Cartography is a blend of art and science. But can art be used as covariates in making digital maps? According to a new research yes, and the results are comparable with using real covariates.
Ecology mappers face the same problem as DSMers, which covariates should be used for digital mapping? Machine-learning algorithms supposedly can handle a large number of predictors and even select and identify the relative importance of the covariates. In a Species Distribution Modelling (SDM) study, the researchers tried to see what happened if classic paintings were used as covariates.
The authors from Sweden and France predicted the distribution of 509 European species (independently) using 2 scenarios: 20 fake predictors derived from classical paintings, and 20 climatic and topographic variables. The predictors were transformed using PCA and the first 12 PCs were used to derive a model using MaxEnt (Maximum Entropy model commonly used in SDM).
The data was split into calibration and validation, and the performance of the model was evaluated using AUC and TSS.
AUC is area under the receiver operating characteristic curves. It ranges from 0 when there is a total mismatch between model predictions of presence and the actual data and 1 for models with perfect discrimination abilities. A value of 0.5 indicates that the model does not perform better than any model with a set of random predictors.
TSS (True Skill Statistic) was calculated as sensitivity + specificity − 1. Sensitivity is the probability that the model will correctly classify a presence. Specificity is the probability that the model will correctly classify an absence. +1 indicates perfect agreement and values of zero or less indicate a performance no better than random.
A workflow of the study, quite creative in creating fake predictors, and results show that it sometimes predict better than using real predictors. From Fourcade et al. 2017.
Their results showed that models that used paintings as predictors are often classified as good or even excellent according to the widely used evaluation measures. (Like DSM, some like to use some made-up classification of RPD to justify prediction to be excellent, good, afir .. etc.. AUC values are also being classified as excellent, good, fair, ..).

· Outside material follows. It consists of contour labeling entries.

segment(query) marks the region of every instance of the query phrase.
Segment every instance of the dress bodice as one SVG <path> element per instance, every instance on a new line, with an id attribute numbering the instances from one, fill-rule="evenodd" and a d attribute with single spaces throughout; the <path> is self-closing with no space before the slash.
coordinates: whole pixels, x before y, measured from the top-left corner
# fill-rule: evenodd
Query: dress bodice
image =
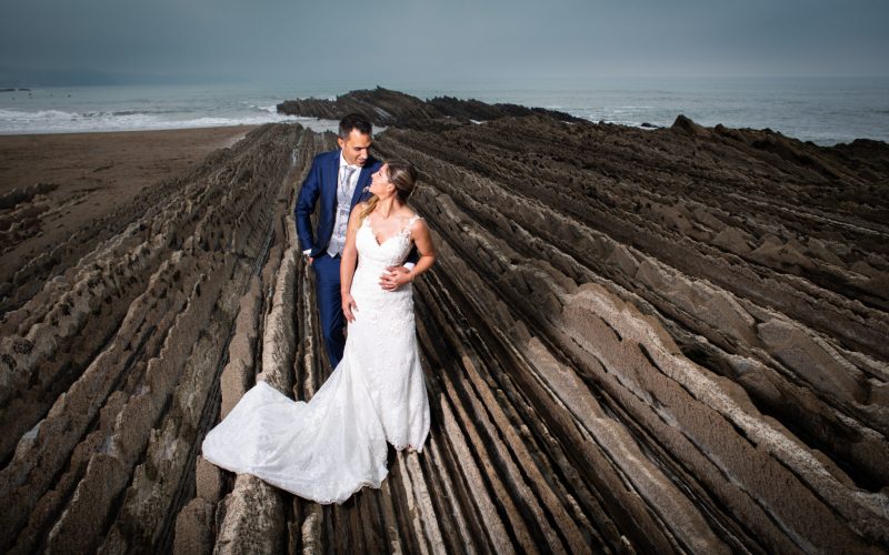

The authors conclude that the species modelling using unrelated predictors can achieve good results, and thus they question the current practices in terms of model evaluation and variable selection.
Someone could replicate this in DSM studies, but the main message is that I got out of it
- the model (MaxEnt) cannot select useful predictors, mostly it overfits the data
- the goodness of fit metric they used is insensitive. As I repeatedly warned, it is bad to classify goodness of fit into classes of excellent, good, fair etc.
- In the supplementary material (Figure below), the result shows that fake predictors usually perform less than real predictors. However, the difference becomes small with increasing number of predictors, again showing overfitting of the model.
- The SDM only evaluates the presence or absence for a species at a time. Thus there is always a random chance that a random model can predict better.
- A proper validation and selection of covariates is important. Don’t just trust “variable selection” algorithm.
Relationship between the number of variables used as predictors in SDMs and (A) the models evaluation metrics (real predictors in red, fake predictors in blue); (B) the mean difference (% ± standard-error) in evaluation metrics between models built from real and fake predictors. Results are shown for 100 randomly chosen species, and evaluations were carried out by splitting occurrences into training and testing points by geographic blocks (left column) or randomly (right column). From Fourcarde et al. (2017).
Given that SDM usually only evaluates the presence/absence for a particular species, I think they are more prone to getting random chance of fake prediction.
We did a similar experiment with Random Forests sometime ago, we created fake predictors using random values and predicted a continuous variable (C content). The results show that RF give excellent results on the calibration data, but not on validation data. We also talked about it in this article.
Fourcade, Y., Besnard, A.G. and Secondi, J., Paintings predict the distribution of species, or the challenge of selecting environmental predictors and evaluation statistics. Global Ecology and Biogeography.